WebMagic is a Java-based framework for extracting data from websites. Designed with a focus on simplicity, this tool offers an intuitive API that allows you to handle the full web crawler lifecycle (downloading HTML, URL management, content extraction, and persistence).
This tutorial will guide you through using WebMagic to crawl websites, follow links, and extract product data. By the end, you'll have a fully functional web crawler capable of discovering links and extracting data at scale.

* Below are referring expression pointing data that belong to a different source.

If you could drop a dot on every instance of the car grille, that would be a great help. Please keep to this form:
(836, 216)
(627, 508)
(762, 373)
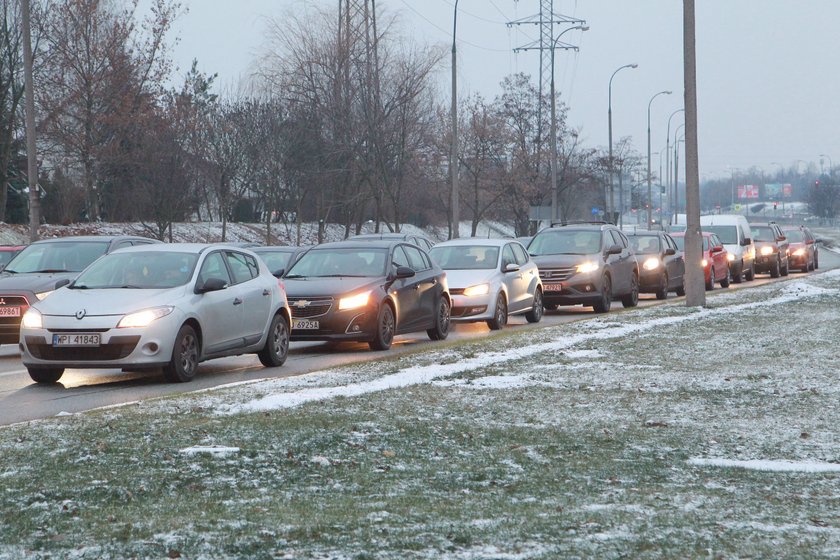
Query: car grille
(117, 348)
(312, 308)
(558, 274)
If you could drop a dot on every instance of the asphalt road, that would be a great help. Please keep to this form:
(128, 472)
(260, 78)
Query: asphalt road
(21, 399)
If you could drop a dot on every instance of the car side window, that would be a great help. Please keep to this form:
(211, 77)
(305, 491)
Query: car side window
(520, 254)
(239, 267)
(399, 258)
(415, 258)
(213, 267)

Let's begin.
Prerequisites
To follow along in this tutorial, ensure you meet the following requirements:
- Latest Java Development Kit (JDK).
- The Maven dependency manager: Modern Java IDEs like IntelliJ and NetBeans have built-in dependency manager support (Maven and Gradle). Simply select the Maven template when creating your Java project to use Maven.
- Your preferred IDE. We'll be using IntelliJ in this tutorial.
- WebMagic.
Build Your First WebMagic Web Crawler
WebMagic's extensive documentation and ready-to-use code samples lay the foundation for getting started.
However, real-world examples are the best way to begin any learning journey. Thus, for this tutorial, we'll crawl the ScrapingCourse E-commerce Test site.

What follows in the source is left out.